Notice what this language is doing. Of immediate note is that “science” functions as the ultimate benchmark, the ultimate arbiter, one that we should hold in gratitude (“thanks to science”). “Science” is contrasted with the adjective “uninformed”, which is used to describe the clinician who is reported as saying that Long COVID is “just” FND. While this clinician is said to be “well‑meaning”, this description is qualified by the diminutive “quasi”, and the sly insertion of the trivialising “just” before FND. The use of capitalisation at the end of the post—“LC IS NOT FND”—clarifies the intention of the remaining components of the post, signalling assuredness, and a hint of zeal.

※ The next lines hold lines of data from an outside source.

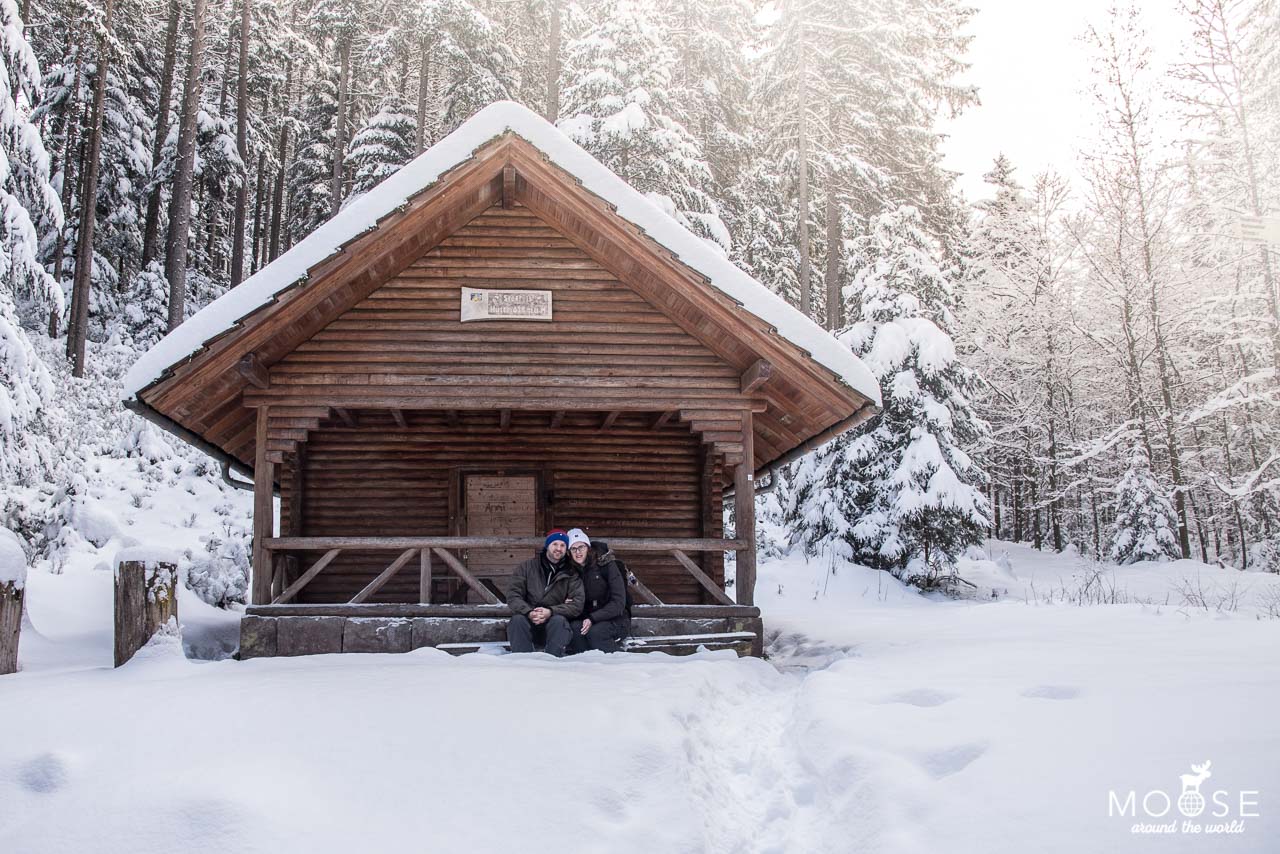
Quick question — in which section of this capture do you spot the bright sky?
[943,0,1185,201]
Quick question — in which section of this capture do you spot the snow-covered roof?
[124,101,881,406]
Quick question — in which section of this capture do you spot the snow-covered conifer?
[558,0,730,251]
[288,69,338,242]
[788,207,989,583]
[0,0,63,479]
[1111,442,1181,563]
[347,97,417,202]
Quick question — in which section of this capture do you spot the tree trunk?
[230,0,251,288]
[266,48,293,262]
[67,0,115,378]
[416,38,431,154]
[827,184,844,332]
[165,0,209,330]
[547,0,562,124]
[796,40,813,318]
[49,42,84,338]
[142,0,182,266]
[250,149,266,274]
[329,38,351,216]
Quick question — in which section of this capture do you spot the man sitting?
[507,528,582,658]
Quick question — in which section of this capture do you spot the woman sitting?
[568,528,631,653]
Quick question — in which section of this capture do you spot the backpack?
[591,540,636,620]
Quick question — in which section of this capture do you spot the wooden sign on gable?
[462,288,552,323]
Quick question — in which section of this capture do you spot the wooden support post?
[236,353,271,388]
[349,548,417,604]
[740,359,773,394]
[115,561,178,667]
[250,406,275,604]
[0,578,27,675]
[671,548,742,604]
[417,548,431,604]
[433,548,502,604]
[698,444,724,586]
[271,548,342,604]
[733,410,755,604]
[630,572,663,604]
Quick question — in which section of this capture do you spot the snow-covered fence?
[115,548,178,667]
[0,528,27,675]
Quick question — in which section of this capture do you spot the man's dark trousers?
[507,613,570,658]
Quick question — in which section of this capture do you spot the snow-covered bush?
[343,96,417,206]
[187,526,251,608]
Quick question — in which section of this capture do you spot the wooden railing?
[260,536,746,606]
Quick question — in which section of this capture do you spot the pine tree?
[1111,442,1181,563]
[0,0,63,312]
[559,0,730,252]
[288,69,338,243]
[346,96,417,204]
[788,207,989,584]
[0,0,63,480]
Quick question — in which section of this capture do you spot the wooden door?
[462,474,538,599]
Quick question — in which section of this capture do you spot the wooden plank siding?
[259,207,744,412]
[263,205,749,603]
[289,410,723,604]
[138,134,867,481]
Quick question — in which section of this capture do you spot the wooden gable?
[138,134,874,478]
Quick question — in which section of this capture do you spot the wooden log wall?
[289,410,723,604]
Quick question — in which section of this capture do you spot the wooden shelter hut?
[125,102,879,657]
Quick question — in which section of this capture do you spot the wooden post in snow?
[733,410,755,604]
[0,528,27,675]
[115,560,178,667]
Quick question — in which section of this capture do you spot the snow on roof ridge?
[124,101,881,406]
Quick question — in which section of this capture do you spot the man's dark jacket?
[507,549,582,620]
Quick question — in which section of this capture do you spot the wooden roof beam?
[236,353,271,388]
[741,359,773,394]
[502,164,516,210]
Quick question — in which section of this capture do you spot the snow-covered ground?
[0,543,1280,854]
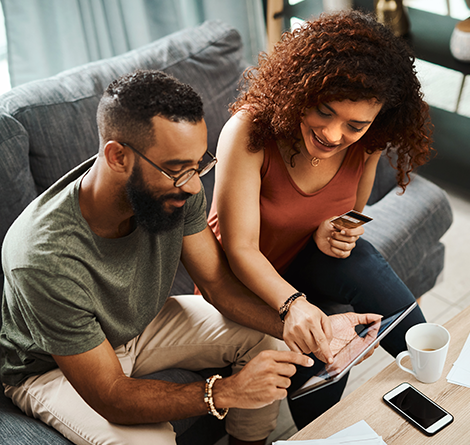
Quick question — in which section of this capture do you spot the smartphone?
[383,383,454,436]
[331,210,372,229]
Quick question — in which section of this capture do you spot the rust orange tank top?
[209,141,364,274]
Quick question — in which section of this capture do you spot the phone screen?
[390,386,447,428]
[383,383,454,435]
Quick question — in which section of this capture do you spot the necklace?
[310,156,321,167]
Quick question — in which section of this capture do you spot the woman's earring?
[310,156,320,167]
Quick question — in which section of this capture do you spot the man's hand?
[327,312,382,372]
[213,351,313,409]
[283,298,333,362]
[313,217,364,258]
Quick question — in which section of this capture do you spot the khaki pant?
[5,295,286,445]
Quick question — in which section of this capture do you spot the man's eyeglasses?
[120,142,217,187]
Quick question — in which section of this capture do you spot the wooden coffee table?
[289,307,470,445]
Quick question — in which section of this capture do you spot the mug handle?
[395,351,416,377]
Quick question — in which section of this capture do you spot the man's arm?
[53,340,313,425]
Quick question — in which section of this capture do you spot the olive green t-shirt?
[0,160,206,386]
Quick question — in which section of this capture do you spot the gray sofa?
[0,21,452,445]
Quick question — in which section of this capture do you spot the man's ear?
[104,141,133,173]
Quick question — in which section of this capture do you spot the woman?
[209,11,430,427]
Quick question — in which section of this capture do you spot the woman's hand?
[283,298,333,363]
[313,218,364,258]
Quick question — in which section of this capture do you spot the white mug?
[396,323,450,383]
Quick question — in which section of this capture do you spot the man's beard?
[126,163,191,234]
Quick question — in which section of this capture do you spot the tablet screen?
[291,303,416,399]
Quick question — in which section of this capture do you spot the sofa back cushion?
[0,21,246,298]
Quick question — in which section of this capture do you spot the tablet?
[290,302,417,400]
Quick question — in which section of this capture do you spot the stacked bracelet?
[279,292,307,323]
[204,374,228,420]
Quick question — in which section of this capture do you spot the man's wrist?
[279,292,307,323]
[204,374,228,420]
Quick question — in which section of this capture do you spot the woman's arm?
[216,112,331,358]
[354,151,382,212]
[314,151,381,258]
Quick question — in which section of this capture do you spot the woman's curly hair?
[230,10,432,190]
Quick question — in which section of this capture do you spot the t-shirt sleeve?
[183,183,207,236]
[11,268,106,355]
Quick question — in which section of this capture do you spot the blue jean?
[284,238,426,428]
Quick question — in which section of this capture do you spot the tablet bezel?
[290,301,417,400]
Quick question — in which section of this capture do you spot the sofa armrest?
[364,175,452,282]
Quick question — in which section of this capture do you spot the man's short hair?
[97,70,204,151]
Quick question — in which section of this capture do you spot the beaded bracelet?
[279,292,307,323]
[204,374,228,420]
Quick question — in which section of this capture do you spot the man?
[0,71,370,445]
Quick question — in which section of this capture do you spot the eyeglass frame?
[119,142,217,188]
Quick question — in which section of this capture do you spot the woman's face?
[300,99,382,159]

A post like this ensures that readers affected by Long COVID will feel seen, but at the same time, it invites readers to regard FND with distaste, as a kind of illegitimate competitor.

Three elements emerge as salient in relation to these processes of “othering” FND that were evident in the subsequent cascade of posts that followed @PutrinoLab’s post. First is the ongoing direct appeals to “science” and its conflation with “reality”. @PutrinoLab emphasised that “the point of this thread is not to attack the validity of FND”—noting that FND’s existence is “immaterial to this conversation”. But then he asserted: “Instead, let’s discuss how WE KNOW that #LongCovid *is not* FND”. Note, again, the strong epistemic stance of certainty evoked through capitalisation.

 

[SNT Gatchaman]

A review article published in the Journal of Personalized Medicine which recently popped up in my university library feed is pointedly titled: “Long COVID is not a Functional Neurological Disorder”. The authors contrast the “accumulating body of evidence regarding the pathobiology of long COVID” with the “psychogenic and functional interpretations of the illness presentation [of FND]” (Davenport et al., 2024, p. 799, my italics). Note the ordering of the adjectives, with “psychogenic” taking precedence and thereby infusing “functional” with its aftertaste, as well as being directly opposed to Long COVID’s “pathobiology”.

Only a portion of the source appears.